Overconsumption, overscheduling and staying in crisis doesn’t help our hurting for more than a few minutes. Overall, these compulsive behaviors just delay healing.
Worst, compulsive behaviors cripple our capacity for healing. We don’t learn anything as we’re numbing ourselves. Numb leads to dumb.
Here is the thing to remember: Hurt. Heal. Repeat.
Did that last word set your hair on end? Sorry, but it IS a cycle. Closing the door to ever hurting again would be closing the door to living.
Healing happens to people hurt as badly as you and I have been literally all of the time. All around the globe. As I’m writing and you are reading.
Healing generally happens via connectedness, whether to other people, animals, the natural world, meaningful work (paid or unpaid). The arts are probably the most powerful healers on earth. They connect us across space and time; they catapult us into realms of beauty.
My many heartbreaks in my 54 years have always healed, with time. They’ve progressively cracked my heart open into a bigger capacity to connect with others, and have compassion for them.
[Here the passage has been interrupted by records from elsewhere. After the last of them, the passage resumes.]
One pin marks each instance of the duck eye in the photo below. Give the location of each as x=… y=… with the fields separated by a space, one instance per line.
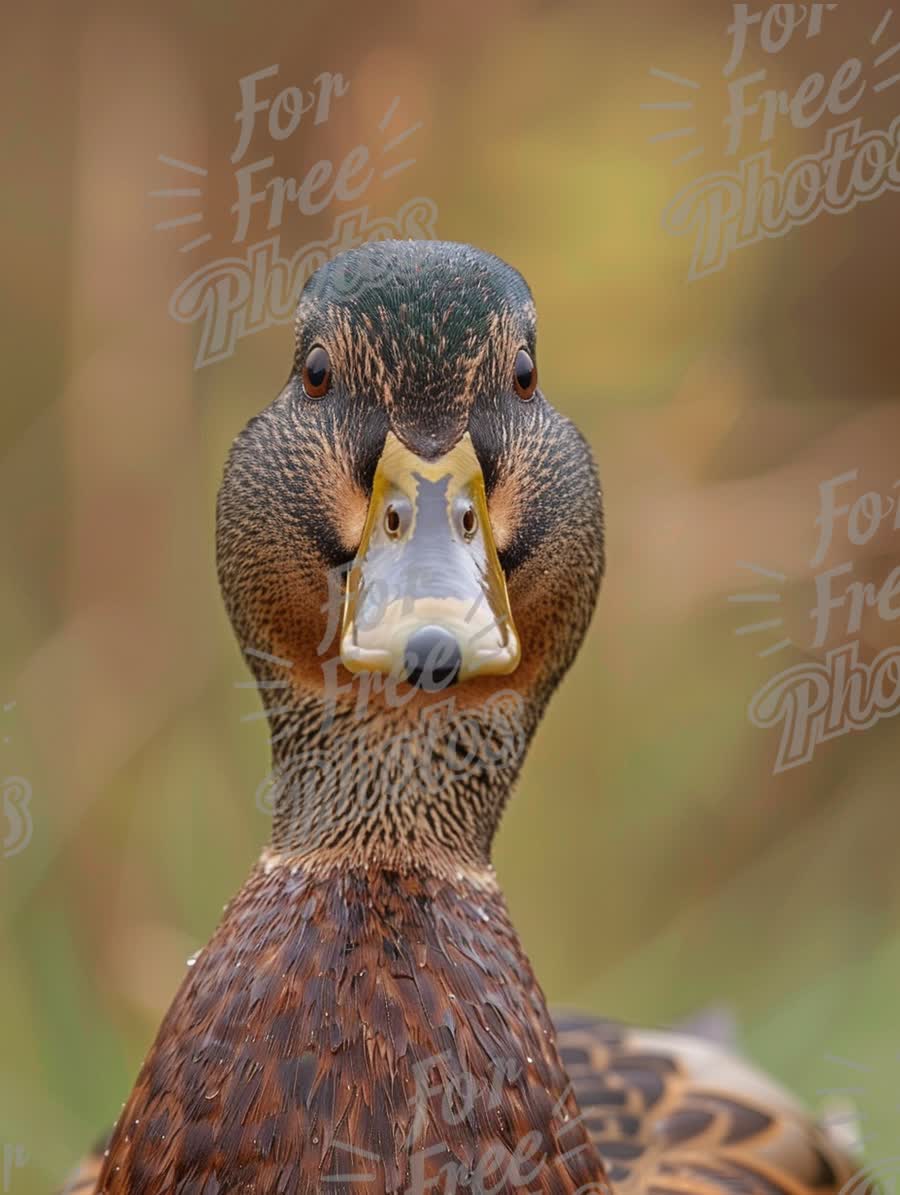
x=525 y=377
x=317 y=372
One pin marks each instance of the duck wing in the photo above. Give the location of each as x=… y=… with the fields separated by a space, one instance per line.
x=672 y=1114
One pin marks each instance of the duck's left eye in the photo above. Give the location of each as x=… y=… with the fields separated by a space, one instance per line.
x=525 y=377
x=317 y=372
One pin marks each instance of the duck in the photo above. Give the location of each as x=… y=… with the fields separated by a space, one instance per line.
x=410 y=547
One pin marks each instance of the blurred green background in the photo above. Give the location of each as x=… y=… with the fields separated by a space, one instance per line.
x=654 y=863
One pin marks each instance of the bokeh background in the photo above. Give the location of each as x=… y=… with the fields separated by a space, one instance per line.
x=654 y=863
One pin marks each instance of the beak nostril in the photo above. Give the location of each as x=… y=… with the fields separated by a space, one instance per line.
x=392 y=521
x=432 y=660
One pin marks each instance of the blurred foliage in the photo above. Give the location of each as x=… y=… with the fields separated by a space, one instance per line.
x=653 y=862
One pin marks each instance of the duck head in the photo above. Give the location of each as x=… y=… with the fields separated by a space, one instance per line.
x=409 y=529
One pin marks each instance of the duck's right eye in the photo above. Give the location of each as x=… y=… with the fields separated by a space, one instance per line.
x=317 y=373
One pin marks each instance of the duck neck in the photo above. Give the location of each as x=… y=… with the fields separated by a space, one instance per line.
x=416 y=786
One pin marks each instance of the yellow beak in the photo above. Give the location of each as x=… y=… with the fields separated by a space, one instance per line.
x=426 y=596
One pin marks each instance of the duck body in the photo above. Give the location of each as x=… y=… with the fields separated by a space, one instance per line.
x=377 y=1025
x=365 y=1017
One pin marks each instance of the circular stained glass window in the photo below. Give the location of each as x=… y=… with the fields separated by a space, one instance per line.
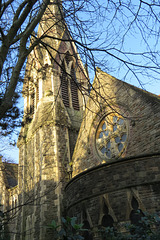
x=111 y=136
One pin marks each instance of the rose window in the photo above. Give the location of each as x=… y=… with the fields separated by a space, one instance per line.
x=111 y=136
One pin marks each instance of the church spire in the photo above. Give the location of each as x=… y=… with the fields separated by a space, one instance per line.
x=52 y=24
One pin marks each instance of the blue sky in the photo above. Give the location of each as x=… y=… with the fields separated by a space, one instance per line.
x=110 y=39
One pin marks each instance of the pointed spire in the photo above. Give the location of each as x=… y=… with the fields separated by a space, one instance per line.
x=52 y=22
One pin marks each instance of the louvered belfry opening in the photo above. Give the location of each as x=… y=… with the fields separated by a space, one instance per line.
x=64 y=85
x=74 y=90
x=37 y=93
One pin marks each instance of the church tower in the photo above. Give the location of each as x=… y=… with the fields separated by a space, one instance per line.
x=53 y=111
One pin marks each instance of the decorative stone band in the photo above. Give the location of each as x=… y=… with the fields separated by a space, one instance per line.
x=125 y=173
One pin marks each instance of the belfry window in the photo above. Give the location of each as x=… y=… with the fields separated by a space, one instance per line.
x=74 y=90
x=64 y=86
x=69 y=88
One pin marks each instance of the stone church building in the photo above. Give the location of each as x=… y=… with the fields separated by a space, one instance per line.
x=93 y=154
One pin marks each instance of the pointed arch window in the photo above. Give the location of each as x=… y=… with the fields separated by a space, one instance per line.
x=74 y=90
x=69 y=88
x=64 y=85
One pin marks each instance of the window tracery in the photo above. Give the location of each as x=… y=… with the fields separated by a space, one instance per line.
x=69 y=89
x=111 y=136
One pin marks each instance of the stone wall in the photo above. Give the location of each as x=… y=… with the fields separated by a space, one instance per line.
x=139 y=109
x=115 y=184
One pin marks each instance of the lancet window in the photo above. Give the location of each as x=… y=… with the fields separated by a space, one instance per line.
x=69 y=85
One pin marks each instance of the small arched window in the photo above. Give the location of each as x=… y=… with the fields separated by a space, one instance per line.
x=69 y=87
x=64 y=85
x=74 y=90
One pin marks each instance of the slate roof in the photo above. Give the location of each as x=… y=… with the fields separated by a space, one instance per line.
x=10 y=173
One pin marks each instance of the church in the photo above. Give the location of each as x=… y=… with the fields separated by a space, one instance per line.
x=92 y=153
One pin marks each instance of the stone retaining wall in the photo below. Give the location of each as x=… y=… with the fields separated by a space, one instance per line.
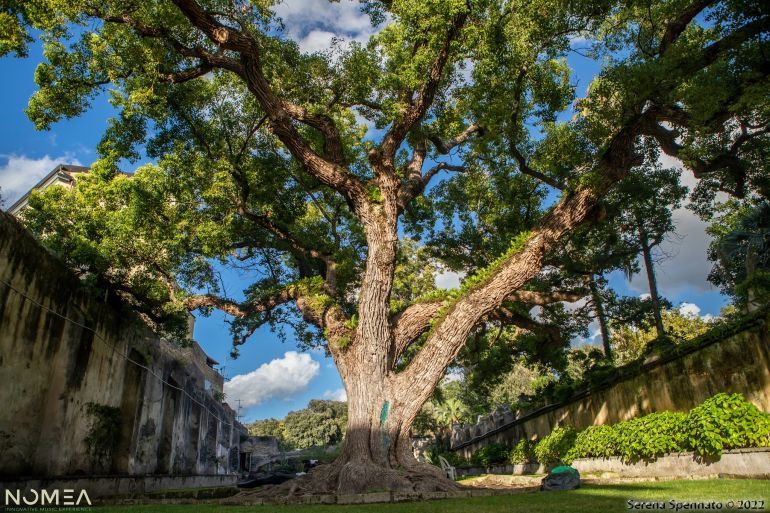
x=118 y=486
x=737 y=363
x=65 y=353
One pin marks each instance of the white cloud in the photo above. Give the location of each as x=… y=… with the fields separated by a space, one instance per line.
x=20 y=173
x=692 y=310
x=313 y=23
x=336 y=395
x=689 y=309
x=280 y=378
x=686 y=266
x=448 y=279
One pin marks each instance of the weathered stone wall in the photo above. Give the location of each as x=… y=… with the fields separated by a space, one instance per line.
x=738 y=363
x=52 y=366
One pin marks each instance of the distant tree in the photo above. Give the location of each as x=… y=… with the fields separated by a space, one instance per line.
x=266 y=427
x=321 y=423
x=740 y=251
x=258 y=163
x=630 y=342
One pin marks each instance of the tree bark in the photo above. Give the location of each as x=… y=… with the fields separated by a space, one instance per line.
x=650 y=269
x=601 y=317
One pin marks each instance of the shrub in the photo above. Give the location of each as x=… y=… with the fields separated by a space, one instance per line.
x=726 y=422
x=554 y=447
x=593 y=442
x=650 y=436
x=492 y=454
x=523 y=452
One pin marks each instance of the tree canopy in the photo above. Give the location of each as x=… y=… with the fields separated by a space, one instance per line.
x=479 y=149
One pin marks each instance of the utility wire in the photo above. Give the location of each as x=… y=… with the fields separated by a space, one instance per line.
x=116 y=350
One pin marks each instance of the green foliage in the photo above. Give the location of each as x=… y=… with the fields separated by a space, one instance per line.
x=649 y=436
x=321 y=423
x=721 y=422
x=104 y=431
x=491 y=454
x=553 y=448
x=523 y=452
x=593 y=442
x=726 y=422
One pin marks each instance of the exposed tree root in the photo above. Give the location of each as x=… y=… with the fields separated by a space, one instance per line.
x=356 y=477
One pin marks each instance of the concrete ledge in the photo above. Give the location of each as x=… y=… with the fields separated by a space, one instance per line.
x=734 y=463
x=120 y=486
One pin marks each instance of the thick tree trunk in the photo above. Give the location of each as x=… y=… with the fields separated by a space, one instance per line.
x=377 y=452
x=601 y=317
x=654 y=297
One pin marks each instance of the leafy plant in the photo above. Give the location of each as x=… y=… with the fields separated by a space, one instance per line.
x=650 y=436
x=553 y=448
x=726 y=422
x=492 y=454
x=593 y=442
x=523 y=452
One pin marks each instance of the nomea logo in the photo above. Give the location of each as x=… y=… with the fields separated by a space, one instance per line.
x=34 y=497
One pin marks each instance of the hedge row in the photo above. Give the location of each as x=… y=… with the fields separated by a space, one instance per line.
x=719 y=423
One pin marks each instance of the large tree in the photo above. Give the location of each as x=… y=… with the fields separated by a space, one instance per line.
x=260 y=164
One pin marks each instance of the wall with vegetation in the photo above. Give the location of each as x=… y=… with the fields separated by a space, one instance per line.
x=732 y=359
x=73 y=404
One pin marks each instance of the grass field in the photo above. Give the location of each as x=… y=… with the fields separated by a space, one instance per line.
x=608 y=497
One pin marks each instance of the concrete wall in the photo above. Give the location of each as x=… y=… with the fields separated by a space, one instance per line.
x=738 y=363
x=51 y=368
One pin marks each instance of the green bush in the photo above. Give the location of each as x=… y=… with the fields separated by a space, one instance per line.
x=523 y=452
x=726 y=422
x=593 y=442
x=492 y=454
x=650 y=436
x=554 y=447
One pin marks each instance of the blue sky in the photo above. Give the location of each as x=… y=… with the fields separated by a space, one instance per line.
x=269 y=376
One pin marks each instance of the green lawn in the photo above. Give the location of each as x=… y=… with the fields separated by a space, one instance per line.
x=587 y=499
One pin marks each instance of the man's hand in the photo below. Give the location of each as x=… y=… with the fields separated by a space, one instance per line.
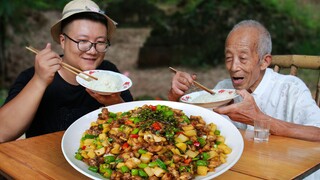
x=245 y=111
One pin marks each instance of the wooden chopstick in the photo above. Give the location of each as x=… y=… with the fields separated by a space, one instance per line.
x=196 y=83
x=65 y=65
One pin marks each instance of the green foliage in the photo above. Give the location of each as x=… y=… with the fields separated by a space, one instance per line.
x=195 y=34
x=134 y=13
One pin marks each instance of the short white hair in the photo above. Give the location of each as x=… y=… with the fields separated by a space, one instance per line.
x=265 y=44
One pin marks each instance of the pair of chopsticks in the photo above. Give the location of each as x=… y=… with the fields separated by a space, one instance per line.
x=197 y=84
x=65 y=65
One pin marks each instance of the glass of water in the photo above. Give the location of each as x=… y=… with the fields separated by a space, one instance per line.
x=261 y=130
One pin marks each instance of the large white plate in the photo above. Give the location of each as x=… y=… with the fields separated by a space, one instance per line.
x=125 y=82
x=220 y=98
x=71 y=138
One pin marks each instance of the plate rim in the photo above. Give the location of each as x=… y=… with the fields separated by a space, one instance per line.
x=198 y=92
x=141 y=102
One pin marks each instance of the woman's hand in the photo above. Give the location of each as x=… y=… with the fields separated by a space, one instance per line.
x=106 y=99
x=47 y=63
x=180 y=83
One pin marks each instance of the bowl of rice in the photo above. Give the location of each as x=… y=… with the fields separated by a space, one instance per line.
x=108 y=82
x=207 y=100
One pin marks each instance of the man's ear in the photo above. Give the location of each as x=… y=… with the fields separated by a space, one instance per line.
x=62 y=39
x=266 y=61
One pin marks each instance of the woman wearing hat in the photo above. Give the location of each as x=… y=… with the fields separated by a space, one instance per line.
x=47 y=98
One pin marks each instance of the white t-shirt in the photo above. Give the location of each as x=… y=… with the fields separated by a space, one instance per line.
x=283 y=97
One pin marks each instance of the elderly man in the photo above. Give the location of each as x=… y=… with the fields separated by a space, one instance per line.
x=264 y=94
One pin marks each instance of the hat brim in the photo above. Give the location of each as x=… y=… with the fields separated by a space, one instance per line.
x=56 y=28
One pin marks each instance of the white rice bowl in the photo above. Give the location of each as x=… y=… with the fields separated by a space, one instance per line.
x=207 y=100
x=108 y=82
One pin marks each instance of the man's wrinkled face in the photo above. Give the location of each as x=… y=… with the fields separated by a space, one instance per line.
x=242 y=60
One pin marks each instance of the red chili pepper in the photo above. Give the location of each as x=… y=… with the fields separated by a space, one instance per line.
x=196 y=143
x=153 y=108
x=180 y=132
x=125 y=145
x=134 y=135
x=127 y=122
x=187 y=161
x=156 y=126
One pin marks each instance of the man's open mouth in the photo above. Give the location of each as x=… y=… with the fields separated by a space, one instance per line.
x=237 y=80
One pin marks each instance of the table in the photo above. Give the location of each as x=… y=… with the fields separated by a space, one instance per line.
x=280 y=158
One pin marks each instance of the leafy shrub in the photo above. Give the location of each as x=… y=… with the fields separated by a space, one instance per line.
x=195 y=35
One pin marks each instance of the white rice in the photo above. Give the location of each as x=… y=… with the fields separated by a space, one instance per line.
x=204 y=98
x=106 y=82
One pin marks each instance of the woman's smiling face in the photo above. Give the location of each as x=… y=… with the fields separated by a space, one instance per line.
x=83 y=30
x=242 y=59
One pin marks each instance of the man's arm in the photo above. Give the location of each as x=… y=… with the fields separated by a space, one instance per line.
x=247 y=111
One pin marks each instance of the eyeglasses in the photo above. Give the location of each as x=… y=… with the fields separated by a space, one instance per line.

Hurt. Heal. Repeat.
Here are 11 Ways To Get Through The Death of a Loved One. Most of the advice can apply to healing from any kind of loss.
I’ve just finished reading a new book, “Glimpsing Heaven” by a tough-minded journalist named Judy Bachrach, that I’ll be reviewing here in December, based on the experiences of tens of thousands of people. Hint: heaven appears to involve a lot of connectedness.
November 10, 2014
Hi Alison! Great time together this weekend; looking forward to Christmas together.
November 7, 2014
Your headline is especially poignant for me today, as today is the 11th anniversary of my father’s passing. Healing from our own grief is an ongoing (and often, non-linear) process, but one that, like you say, helps us become more empathetic to the grief experience of others.
November 8, 2014
Colleen, I feel for you. I would have loved to have known your dad personally. The way you’ve described your childhood to me — the many outdoor activities with the Indian Princesses group being one example — has always helped me understand what a deep, loving bond you had with your dad.
November 6, 2014
I just printed this out to share with my grief group. Most everyone I work with is in poverty, so consuming more isn’t necessarily their reaction to grief. However, staying in crisis and being over scheduled often come up as unhealthy ways of avoiding deep sadness. I can’t wait to hear what they think of this essay! Thanks for sharing.
November 8, 2014
Jen, I just edited this post to include overscheduling and staying in crisis as other ways we tend to avoid our grief. Thanks for adding to the shared pool of wisdom here. I hope your clients in your grief group find value in what I’ve written (with your help :)). They are blessed to have you as a counselor.